Each rectangle is represented as a bottom-left point and a top-right point. For example, a unit square is represented as [1,1,2,2]. (coordinate of bottom-left point is (1, 1) and top-right point is (2, 2)).
Example 1:
rectangles = [ [1,1,3,3], [3,1,4,2], [3,2,4,4], [1,3,2,4], [2,3,3,4] ] Return true. All 5 rectangles together form an exact cover of a rectangular region.
Example 2:
rectangles = [ [1,1,2,3], [1,3,2,4], [3,1,4,2], [3,2,4,4] ] Return false. Because there is a gap between the two rectangular regions.
Example 3:
rectangles = [ [1,1,3,3], [3,1,4,2], [1,3,2,4], [3,2,4,4] ] Return false. Because there is a gap in the top center.
Example 4:
rectangles = [ [1,1,3,3], [3,1,4,2], [1,3,2,4], [2,2,4,4] ] Return false. Because two of the rectangles overlap with each other.
解题思路:
本题要求给出的矩形恰好组成一个矩形:不能有镂空,不能有重叠。要恰好组成矩形。
一开始有想是否跟 218.The Skyline Problem 相似,但是没有具体实现的头绪
看了MebiuW的解法后,利用了c++ STL自带的类型pair进行了实现
这个的解法的核心是:
1. 利用面积来保证不会重合
2.利用四个点来确定外边能够构成一个矩形
若所有矩形能够拼成一个完美的矩形,那么除了新矩形的四个顶点,其他的点只能出现偶数次,最多4次。

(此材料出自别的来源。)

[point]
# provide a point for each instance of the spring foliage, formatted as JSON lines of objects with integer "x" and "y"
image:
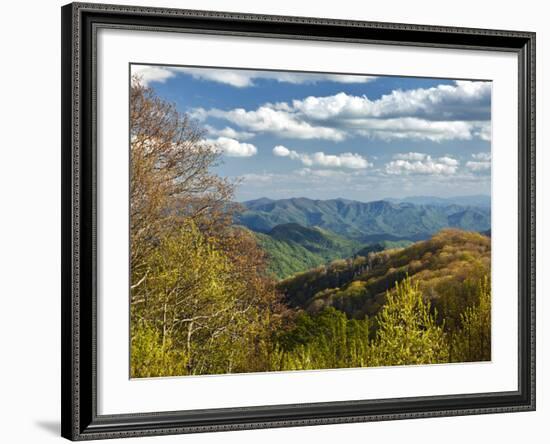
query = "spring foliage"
{"x": 203, "y": 299}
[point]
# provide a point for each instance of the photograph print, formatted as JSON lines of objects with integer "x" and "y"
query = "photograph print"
{"x": 286, "y": 221}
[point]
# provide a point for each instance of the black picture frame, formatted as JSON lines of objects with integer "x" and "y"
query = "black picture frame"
{"x": 80, "y": 420}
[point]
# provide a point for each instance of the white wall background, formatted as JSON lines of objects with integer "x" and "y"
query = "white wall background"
{"x": 30, "y": 221}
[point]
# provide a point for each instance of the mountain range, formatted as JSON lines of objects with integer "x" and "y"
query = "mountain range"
{"x": 364, "y": 222}
{"x": 299, "y": 234}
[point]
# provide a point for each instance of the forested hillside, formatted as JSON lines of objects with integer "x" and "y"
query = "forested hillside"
{"x": 364, "y": 222}
{"x": 358, "y": 285}
{"x": 205, "y": 297}
{"x": 292, "y": 248}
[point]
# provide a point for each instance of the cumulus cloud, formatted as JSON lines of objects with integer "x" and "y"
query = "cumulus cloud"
{"x": 228, "y": 132}
{"x": 418, "y": 163}
{"x": 480, "y": 164}
{"x": 482, "y": 156}
{"x": 344, "y": 160}
{"x": 148, "y": 74}
{"x": 410, "y": 156}
{"x": 233, "y": 148}
{"x": 464, "y": 100}
{"x": 272, "y": 121}
{"x": 281, "y": 151}
{"x": 414, "y": 128}
{"x": 478, "y": 167}
{"x": 242, "y": 78}
{"x": 445, "y": 112}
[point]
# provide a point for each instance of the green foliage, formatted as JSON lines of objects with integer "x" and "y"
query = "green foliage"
{"x": 472, "y": 341}
{"x": 193, "y": 310}
{"x": 443, "y": 266}
{"x": 407, "y": 331}
{"x": 292, "y": 248}
{"x": 327, "y": 340}
{"x": 150, "y": 358}
{"x": 367, "y": 222}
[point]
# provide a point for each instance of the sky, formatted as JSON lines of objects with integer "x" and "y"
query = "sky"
{"x": 325, "y": 136}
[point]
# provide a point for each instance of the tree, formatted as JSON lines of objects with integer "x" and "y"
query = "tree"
{"x": 472, "y": 341}
{"x": 407, "y": 332}
{"x": 201, "y": 301}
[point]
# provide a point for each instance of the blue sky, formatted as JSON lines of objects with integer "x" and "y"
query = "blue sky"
{"x": 288, "y": 134}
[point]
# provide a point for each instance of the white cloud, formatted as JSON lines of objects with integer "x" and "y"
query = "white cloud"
{"x": 442, "y": 102}
{"x": 481, "y": 164}
{"x": 273, "y": 121}
{"x": 149, "y": 73}
{"x": 344, "y": 160}
{"x": 478, "y": 166}
{"x": 446, "y": 160}
{"x": 242, "y": 78}
{"x": 421, "y": 165}
{"x": 233, "y": 148}
{"x": 281, "y": 151}
{"x": 414, "y": 128}
{"x": 445, "y": 112}
{"x": 482, "y": 156}
{"x": 410, "y": 156}
{"x": 228, "y": 132}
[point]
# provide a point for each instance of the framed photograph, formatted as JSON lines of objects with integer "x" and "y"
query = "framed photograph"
{"x": 281, "y": 221}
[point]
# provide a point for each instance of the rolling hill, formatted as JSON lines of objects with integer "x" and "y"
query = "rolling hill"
{"x": 292, "y": 248}
{"x": 357, "y": 286}
{"x": 363, "y": 222}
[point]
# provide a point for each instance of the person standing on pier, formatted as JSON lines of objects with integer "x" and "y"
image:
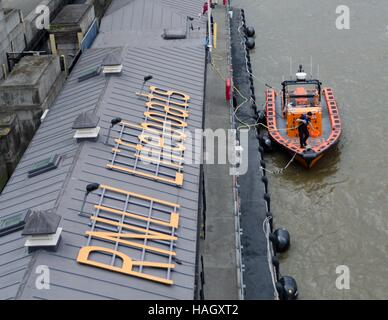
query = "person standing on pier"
{"x": 305, "y": 121}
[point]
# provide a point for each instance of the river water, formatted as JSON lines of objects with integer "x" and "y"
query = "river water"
{"x": 337, "y": 213}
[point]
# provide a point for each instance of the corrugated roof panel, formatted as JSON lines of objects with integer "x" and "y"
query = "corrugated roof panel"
{"x": 174, "y": 65}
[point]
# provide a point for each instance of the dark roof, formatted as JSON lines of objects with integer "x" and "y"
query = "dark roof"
{"x": 41, "y": 222}
{"x": 177, "y": 65}
{"x": 86, "y": 120}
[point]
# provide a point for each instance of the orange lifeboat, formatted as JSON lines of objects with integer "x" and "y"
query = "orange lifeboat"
{"x": 297, "y": 98}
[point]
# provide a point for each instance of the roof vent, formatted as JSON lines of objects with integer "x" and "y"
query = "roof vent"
{"x": 42, "y": 230}
{"x": 44, "y": 166}
{"x": 174, "y": 34}
{"x": 86, "y": 127}
{"x": 90, "y": 74}
{"x": 112, "y": 63}
{"x": 12, "y": 223}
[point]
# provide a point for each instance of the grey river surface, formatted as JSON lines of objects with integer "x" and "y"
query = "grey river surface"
{"x": 337, "y": 212}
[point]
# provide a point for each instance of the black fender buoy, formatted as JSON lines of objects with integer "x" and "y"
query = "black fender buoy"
{"x": 250, "y": 31}
{"x": 276, "y": 264}
{"x": 267, "y": 198}
{"x": 281, "y": 240}
{"x": 250, "y": 43}
{"x": 287, "y": 288}
{"x": 266, "y": 142}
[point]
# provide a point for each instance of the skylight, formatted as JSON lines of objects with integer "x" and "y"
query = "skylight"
{"x": 45, "y": 165}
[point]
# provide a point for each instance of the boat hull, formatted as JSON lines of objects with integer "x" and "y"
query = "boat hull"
{"x": 319, "y": 147}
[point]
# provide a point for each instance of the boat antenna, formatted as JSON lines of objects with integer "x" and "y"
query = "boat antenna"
{"x": 311, "y": 65}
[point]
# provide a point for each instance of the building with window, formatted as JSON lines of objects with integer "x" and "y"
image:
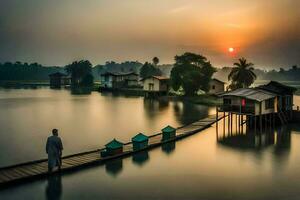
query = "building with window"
{"x": 270, "y": 102}
{"x": 59, "y": 79}
{"x": 119, "y": 80}
{"x": 156, "y": 84}
{"x": 216, "y": 86}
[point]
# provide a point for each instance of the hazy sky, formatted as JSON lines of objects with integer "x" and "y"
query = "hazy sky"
{"x": 56, "y": 32}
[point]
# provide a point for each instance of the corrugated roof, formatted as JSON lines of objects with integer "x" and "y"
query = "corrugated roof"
{"x": 168, "y": 129}
{"x": 218, "y": 80}
{"x": 114, "y": 144}
{"x": 161, "y": 78}
{"x": 250, "y": 93}
{"x": 278, "y": 88}
{"x": 119, "y": 73}
{"x": 58, "y": 74}
{"x": 139, "y": 138}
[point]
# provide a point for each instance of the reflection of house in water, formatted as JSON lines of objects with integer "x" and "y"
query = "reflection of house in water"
{"x": 280, "y": 138}
{"x": 140, "y": 158}
{"x": 169, "y": 147}
{"x": 54, "y": 188}
{"x": 186, "y": 112}
{"x": 114, "y": 167}
{"x": 262, "y": 106}
{"x": 155, "y": 86}
{"x": 115, "y": 80}
{"x": 248, "y": 141}
{"x": 152, "y": 106}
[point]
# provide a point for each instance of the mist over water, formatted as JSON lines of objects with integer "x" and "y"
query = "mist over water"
{"x": 85, "y": 122}
{"x": 237, "y": 166}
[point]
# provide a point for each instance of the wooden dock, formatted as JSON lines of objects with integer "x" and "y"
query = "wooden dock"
{"x": 37, "y": 169}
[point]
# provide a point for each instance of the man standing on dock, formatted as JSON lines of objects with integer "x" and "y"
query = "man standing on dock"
{"x": 54, "y": 149}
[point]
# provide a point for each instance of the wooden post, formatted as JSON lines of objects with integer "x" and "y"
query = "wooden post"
{"x": 265, "y": 122}
{"x": 224, "y": 124}
{"x": 255, "y": 124}
{"x": 271, "y": 122}
{"x": 260, "y": 118}
{"x": 217, "y": 123}
{"x": 274, "y": 120}
{"x": 260, "y": 123}
{"x": 231, "y": 123}
{"x": 242, "y": 123}
{"x": 228, "y": 124}
{"x": 239, "y": 125}
{"x": 236, "y": 121}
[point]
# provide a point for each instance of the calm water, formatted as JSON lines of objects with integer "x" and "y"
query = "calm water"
{"x": 85, "y": 122}
{"x": 199, "y": 167}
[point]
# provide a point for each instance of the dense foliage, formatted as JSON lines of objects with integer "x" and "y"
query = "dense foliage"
{"x": 242, "y": 75}
{"x": 191, "y": 72}
{"x": 23, "y": 71}
{"x": 149, "y": 69}
{"x": 81, "y": 73}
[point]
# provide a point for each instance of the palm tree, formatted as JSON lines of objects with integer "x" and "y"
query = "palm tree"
{"x": 78, "y": 70}
{"x": 242, "y": 75}
{"x": 155, "y": 61}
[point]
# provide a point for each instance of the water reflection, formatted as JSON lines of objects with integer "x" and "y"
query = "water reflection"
{"x": 114, "y": 167}
{"x": 81, "y": 90}
{"x": 152, "y": 106}
{"x": 54, "y": 187}
{"x": 186, "y": 112}
{"x": 140, "y": 158}
{"x": 280, "y": 138}
{"x": 169, "y": 147}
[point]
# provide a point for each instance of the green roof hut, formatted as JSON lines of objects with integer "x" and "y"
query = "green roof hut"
{"x": 168, "y": 133}
{"x": 140, "y": 141}
{"x": 112, "y": 148}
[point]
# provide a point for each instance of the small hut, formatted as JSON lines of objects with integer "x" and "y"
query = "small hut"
{"x": 140, "y": 141}
{"x": 168, "y": 133}
{"x": 112, "y": 148}
{"x": 58, "y": 79}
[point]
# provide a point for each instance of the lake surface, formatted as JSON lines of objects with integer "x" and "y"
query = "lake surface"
{"x": 238, "y": 166}
{"x": 85, "y": 122}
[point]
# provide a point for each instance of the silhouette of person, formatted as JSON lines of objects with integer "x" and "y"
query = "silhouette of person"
{"x": 54, "y": 149}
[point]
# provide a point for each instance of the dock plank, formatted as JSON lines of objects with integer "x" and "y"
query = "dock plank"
{"x": 35, "y": 168}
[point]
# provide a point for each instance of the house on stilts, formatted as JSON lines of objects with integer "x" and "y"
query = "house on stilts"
{"x": 259, "y": 107}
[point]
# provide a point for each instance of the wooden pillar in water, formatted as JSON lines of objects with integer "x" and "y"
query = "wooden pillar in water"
{"x": 217, "y": 123}
{"x": 242, "y": 124}
{"x": 228, "y": 124}
{"x": 236, "y": 121}
{"x": 239, "y": 120}
{"x": 260, "y": 123}
{"x": 260, "y": 118}
{"x": 265, "y": 122}
{"x": 271, "y": 121}
{"x": 231, "y": 123}
{"x": 255, "y": 124}
{"x": 224, "y": 124}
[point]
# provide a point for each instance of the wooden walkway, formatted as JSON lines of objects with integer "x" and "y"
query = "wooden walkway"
{"x": 39, "y": 168}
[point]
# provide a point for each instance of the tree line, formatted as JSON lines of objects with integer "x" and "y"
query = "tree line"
{"x": 190, "y": 72}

我用set来辅助我进行这个操作:set中含有就erase该元素,set中不含有就加入这个元素
这是一个充分条件但不是一个必要条件。
所以我们也需要检查:最后剩余的四个点是否就是四个顶点。
代码:
class Solution { public: bool isRectangleCover(vector<vector<int>>& rectangles) { if(rectangles.empty() || rectangles[0].empty()) return false; set<pair<int, int>> s; int area = 0; pair<int,int> b_l(INT_MAX, INT_MAX); pair<int,int> t_r(INT_MIN, INT_MIN); for(int i = 0; i < rectangles.size(); i++){ pair<int, int> cur_bl(rectangles[i][0], rectangles[i][1]); pair<int, int> cur_tr(rectangles[i][2], rectangles[i][3]); if(cur_bl < b_l){ b_l.first = cur_bl.first; b_l.second = cur_bl.second; } if(cur_tr > t_r){ t_r.first = cur_tr.first; t_r.second = cur_tr.second; } pair<int, int> cur_tl(rectangles[i][0],rectangles[i][3]); pair<int, int> cur_br(rectangles[i][2],rectangles[i][1]); if(s.count(cur_bl)){ s.erase(cur_bl); }else{ s.insert(cur_bl); } if(s.count(cur_tr)){ s.erase(cur_tr); }else{ s.insert(cur_tr); } if(s.count(cur_tl)){ s.erase(cur_tl); }else{ s.insert(cur_tl); } if(s.count(cur_br)){ s.erase(cur_br); }else{ s.insert(cur_br); } area += ((cur_tr.first - cur_bl.first)*(cur_tr.second - cur_bl.second)); } int total_area = (t_r.first - b_l.first)*(t_r.second - b_l.second); if(s.size() != 4 || area != total_area) return false; pair<int,int> b_r(t_r.first, b_l.second); pair<int,int> t_l(b_l.first, t_r.second); if(!s.count(b_r) || !s.count(b_l) || !s.count(t_r) || !s.count(t_l)) return false; return true; } };